COS 126 Lecture 14: Pattern Matching

NOTE: See also Notes on Formal Language

grep

Most common use is for finding a particular word or short string in a file. This is analogous to searching for a Web document via Yahoo. The syntax is:

grep expression filename(s)

For example, you might want to find all the lines of code in your C files which refer to a particular variable.

grep 'count' *.c

How can you learn about grep?

1. TRY IT!!

2. there is a link to documentation with many examples accessible via the 126 FAQ list

3. type (on a Unix machine):

man grep

You can copy the manual page for grep to a file using '>' and then print that file. You should learn some of the main options for grep.

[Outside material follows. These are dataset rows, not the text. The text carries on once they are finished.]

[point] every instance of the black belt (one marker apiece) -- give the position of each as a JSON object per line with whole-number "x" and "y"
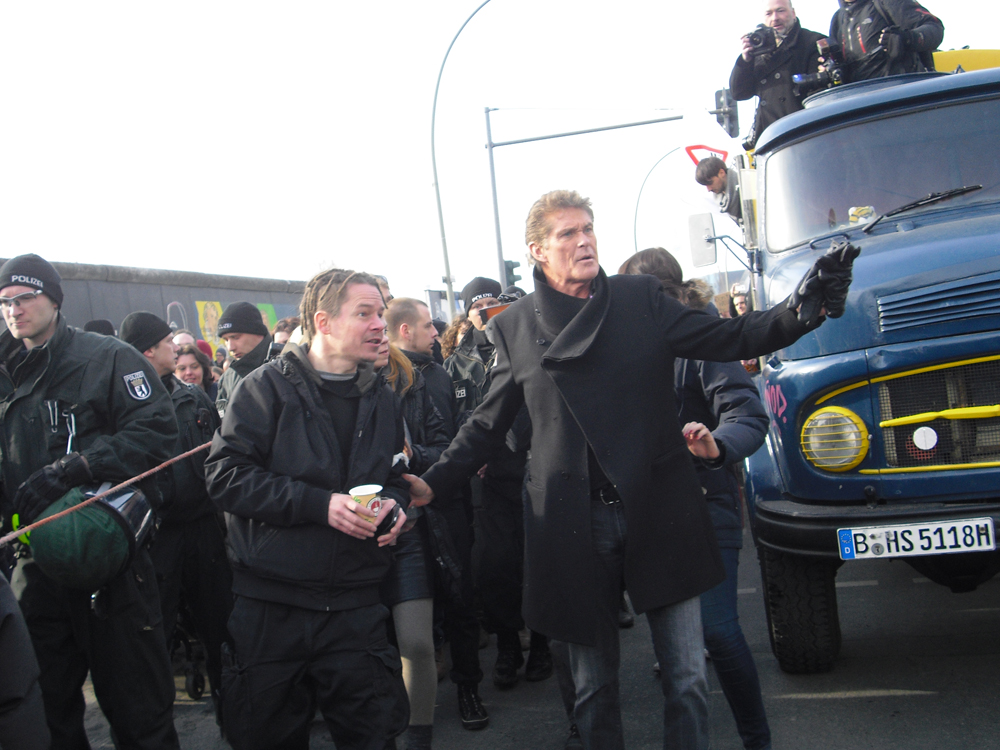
{"x": 607, "y": 495}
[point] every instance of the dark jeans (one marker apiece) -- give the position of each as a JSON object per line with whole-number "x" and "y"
{"x": 288, "y": 660}
{"x": 119, "y": 641}
{"x": 588, "y": 675}
{"x": 461, "y": 625}
{"x": 732, "y": 658}
{"x": 501, "y": 561}
{"x": 190, "y": 560}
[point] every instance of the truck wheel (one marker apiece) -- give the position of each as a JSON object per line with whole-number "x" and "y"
{"x": 801, "y": 603}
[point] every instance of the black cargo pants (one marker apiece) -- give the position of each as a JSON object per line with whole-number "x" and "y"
{"x": 118, "y": 638}
{"x": 190, "y": 561}
{"x": 289, "y": 660}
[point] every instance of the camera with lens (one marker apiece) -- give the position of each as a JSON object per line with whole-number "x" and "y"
{"x": 834, "y": 72}
{"x": 762, "y": 40}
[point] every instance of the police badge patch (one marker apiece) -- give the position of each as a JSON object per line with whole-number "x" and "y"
{"x": 137, "y": 385}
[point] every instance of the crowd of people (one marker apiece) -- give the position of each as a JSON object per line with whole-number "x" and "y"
{"x": 359, "y": 486}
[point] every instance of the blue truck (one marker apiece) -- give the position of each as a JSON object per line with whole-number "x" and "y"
{"x": 884, "y": 439}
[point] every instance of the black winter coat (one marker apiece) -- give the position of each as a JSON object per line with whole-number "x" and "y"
{"x": 197, "y": 421}
{"x": 124, "y": 423}
{"x": 858, "y": 26}
{"x": 770, "y": 76}
{"x": 273, "y": 466}
{"x": 429, "y": 435}
{"x": 606, "y": 380}
{"x": 238, "y": 370}
{"x": 439, "y": 387}
{"x": 722, "y": 396}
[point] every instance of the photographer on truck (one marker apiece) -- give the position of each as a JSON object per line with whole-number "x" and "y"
{"x": 772, "y": 53}
{"x": 906, "y": 31}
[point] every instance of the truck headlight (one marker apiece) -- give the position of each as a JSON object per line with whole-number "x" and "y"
{"x": 834, "y": 439}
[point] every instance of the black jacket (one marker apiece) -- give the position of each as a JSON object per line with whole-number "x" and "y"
{"x": 440, "y": 389}
{"x": 606, "y": 380}
{"x": 273, "y": 466}
{"x": 770, "y": 76}
{"x": 468, "y": 375}
{"x": 238, "y": 370}
{"x": 857, "y": 26}
{"x": 124, "y": 422}
{"x": 722, "y": 397}
{"x": 197, "y": 421}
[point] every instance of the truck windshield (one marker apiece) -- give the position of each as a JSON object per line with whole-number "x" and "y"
{"x": 849, "y": 176}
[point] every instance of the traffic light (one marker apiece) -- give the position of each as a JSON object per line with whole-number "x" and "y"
{"x": 511, "y": 277}
{"x": 726, "y": 113}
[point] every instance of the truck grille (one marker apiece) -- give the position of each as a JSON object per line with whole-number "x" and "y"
{"x": 949, "y": 302}
{"x": 958, "y": 441}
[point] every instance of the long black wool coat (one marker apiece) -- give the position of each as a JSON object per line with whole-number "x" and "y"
{"x": 606, "y": 379}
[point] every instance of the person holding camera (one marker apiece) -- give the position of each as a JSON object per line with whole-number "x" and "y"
{"x": 885, "y": 37}
{"x": 772, "y": 53}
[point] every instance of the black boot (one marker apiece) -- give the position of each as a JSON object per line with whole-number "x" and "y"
{"x": 418, "y": 737}
{"x": 471, "y": 708}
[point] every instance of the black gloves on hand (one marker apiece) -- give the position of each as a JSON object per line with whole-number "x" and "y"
{"x": 48, "y": 484}
{"x": 825, "y": 285}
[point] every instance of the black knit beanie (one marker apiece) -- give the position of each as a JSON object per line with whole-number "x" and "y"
{"x": 242, "y": 317}
{"x": 144, "y": 330}
{"x": 34, "y": 271}
{"x": 478, "y": 288}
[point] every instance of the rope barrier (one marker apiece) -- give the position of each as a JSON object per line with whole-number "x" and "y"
{"x": 4, "y": 541}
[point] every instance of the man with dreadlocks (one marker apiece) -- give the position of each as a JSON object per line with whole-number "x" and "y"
{"x": 308, "y": 626}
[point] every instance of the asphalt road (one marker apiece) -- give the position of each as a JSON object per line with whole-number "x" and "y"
{"x": 919, "y": 668}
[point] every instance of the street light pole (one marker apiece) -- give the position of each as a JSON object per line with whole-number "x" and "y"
{"x": 496, "y": 207}
{"x": 437, "y": 191}
{"x": 635, "y": 219}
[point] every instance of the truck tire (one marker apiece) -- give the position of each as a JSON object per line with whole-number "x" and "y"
{"x": 801, "y": 604}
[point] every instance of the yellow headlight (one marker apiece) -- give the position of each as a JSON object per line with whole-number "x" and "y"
{"x": 834, "y": 439}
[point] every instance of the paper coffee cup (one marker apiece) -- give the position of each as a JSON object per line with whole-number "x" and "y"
{"x": 367, "y": 495}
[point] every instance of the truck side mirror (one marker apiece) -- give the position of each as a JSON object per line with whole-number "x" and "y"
{"x": 701, "y": 230}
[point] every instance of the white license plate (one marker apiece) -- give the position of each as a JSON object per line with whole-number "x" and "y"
{"x": 911, "y": 539}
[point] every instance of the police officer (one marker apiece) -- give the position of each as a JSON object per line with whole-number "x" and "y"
{"x": 77, "y": 408}
{"x": 189, "y": 552}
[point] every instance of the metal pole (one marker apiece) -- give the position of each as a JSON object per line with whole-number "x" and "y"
{"x": 437, "y": 191}
{"x": 496, "y": 206}
{"x": 635, "y": 219}
{"x": 588, "y": 130}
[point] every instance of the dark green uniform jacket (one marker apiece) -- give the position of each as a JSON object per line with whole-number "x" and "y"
{"x": 97, "y": 387}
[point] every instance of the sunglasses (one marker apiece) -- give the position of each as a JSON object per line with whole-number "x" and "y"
{"x": 19, "y": 299}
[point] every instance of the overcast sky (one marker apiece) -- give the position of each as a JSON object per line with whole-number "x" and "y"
{"x": 277, "y": 139}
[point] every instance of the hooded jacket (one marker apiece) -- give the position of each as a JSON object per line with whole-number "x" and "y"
{"x": 272, "y": 468}
{"x": 859, "y": 25}
{"x": 603, "y": 383}
{"x": 722, "y": 397}
{"x": 96, "y": 387}
{"x": 197, "y": 421}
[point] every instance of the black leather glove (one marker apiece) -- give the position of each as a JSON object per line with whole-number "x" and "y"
{"x": 48, "y": 484}
{"x": 825, "y": 285}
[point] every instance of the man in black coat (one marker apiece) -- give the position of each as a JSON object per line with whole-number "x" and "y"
{"x": 886, "y": 37}
{"x": 613, "y": 499}
{"x": 188, "y": 552}
{"x": 411, "y": 329}
{"x": 769, "y": 76}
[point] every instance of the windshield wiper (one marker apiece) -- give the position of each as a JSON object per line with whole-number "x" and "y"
{"x": 925, "y": 201}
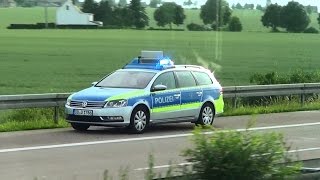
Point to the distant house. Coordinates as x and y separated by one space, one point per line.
69 14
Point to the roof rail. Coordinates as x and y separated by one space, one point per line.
189 66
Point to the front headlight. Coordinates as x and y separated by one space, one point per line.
116 103
68 102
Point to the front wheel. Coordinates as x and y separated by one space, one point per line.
80 127
206 115
139 120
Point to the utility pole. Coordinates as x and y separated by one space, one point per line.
46 13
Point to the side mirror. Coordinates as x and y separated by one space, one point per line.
159 87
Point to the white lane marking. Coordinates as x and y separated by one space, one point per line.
189 163
164 166
143 138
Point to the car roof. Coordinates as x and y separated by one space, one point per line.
175 67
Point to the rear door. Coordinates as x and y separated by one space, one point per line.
191 94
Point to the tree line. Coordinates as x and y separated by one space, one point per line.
293 17
215 14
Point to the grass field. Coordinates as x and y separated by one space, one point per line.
37 61
249 18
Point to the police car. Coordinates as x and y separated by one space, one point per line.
150 89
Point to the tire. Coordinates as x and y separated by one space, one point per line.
206 116
139 120
80 127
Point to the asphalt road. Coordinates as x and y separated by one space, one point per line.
66 154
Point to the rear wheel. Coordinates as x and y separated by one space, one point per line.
206 115
139 119
80 127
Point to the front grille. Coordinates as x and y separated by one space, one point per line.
87 104
93 119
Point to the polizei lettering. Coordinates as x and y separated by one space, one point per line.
162 100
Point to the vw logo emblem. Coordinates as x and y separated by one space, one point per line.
84 104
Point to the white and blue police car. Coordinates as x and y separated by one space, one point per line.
150 89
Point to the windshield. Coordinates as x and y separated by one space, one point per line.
127 79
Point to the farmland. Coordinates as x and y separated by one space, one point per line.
37 61
249 18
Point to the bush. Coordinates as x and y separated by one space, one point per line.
31 26
297 76
235 24
196 27
164 29
239 155
311 30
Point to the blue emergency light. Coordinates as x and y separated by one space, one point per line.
150 60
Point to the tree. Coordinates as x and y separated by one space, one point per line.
154 3
169 13
294 17
187 3
268 3
235 24
238 6
249 6
89 6
139 16
123 3
112 3
103 13
19 2
120 17
309 9
75 2
271 17
259 7
215 11
226 155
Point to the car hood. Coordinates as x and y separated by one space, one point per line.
103 94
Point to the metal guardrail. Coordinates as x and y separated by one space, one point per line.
57 100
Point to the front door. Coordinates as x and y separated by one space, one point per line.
191 94
166 103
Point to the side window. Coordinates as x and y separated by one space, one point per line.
202 78
185 79
166 79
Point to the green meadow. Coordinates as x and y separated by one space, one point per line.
249 18
39 61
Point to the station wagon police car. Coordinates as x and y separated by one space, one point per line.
150 89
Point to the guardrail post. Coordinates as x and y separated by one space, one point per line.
303 96
56 114
302 99
235 102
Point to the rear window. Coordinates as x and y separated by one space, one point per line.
127 79
202 78
185 79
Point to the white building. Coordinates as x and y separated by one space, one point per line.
69 14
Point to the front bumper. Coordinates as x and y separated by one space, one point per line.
101 117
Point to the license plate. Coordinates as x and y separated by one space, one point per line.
81 112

Here's some hints and highlights about grep:

[a3][c5] => a or 3 followed by c or 5, so valid matches are ac,a5,3c,35
[a-z] => any lowercase character between a and z
[^ a b c] => matches any lines in which at least one character is not 
a, b, or c
'^a' => matches any lines which start with an 'a'
'^c.b' => matches lines that start with a c and have b as the third character
'.' => matches any lines that have any characters
'^c.*b' => matches lines that start with c and have at least one b
'c.*b' => matches any lines that have a c followed by a b (not necessarily adjacent)
'c+b' => matches lines with cb, ccb, cccb, ccccb, etc. as substrings
'c.+b' => matches lines with cab, caab, cadb, etc. but not cb
'c.?b' => matches cb and cab but not caab (and other strings...)
'c.*b$' => matches any lines that have a c and end with a b
'^c.*b$' => matches any lines that start with c and end with b
x | y => matches lines with x or y
c{3} => matches lines with 3 consecutive c's
(bc){2} => matches lines with the pattern bcbc


awk

Try it out for yourself or read about it in a UNIX reference guide.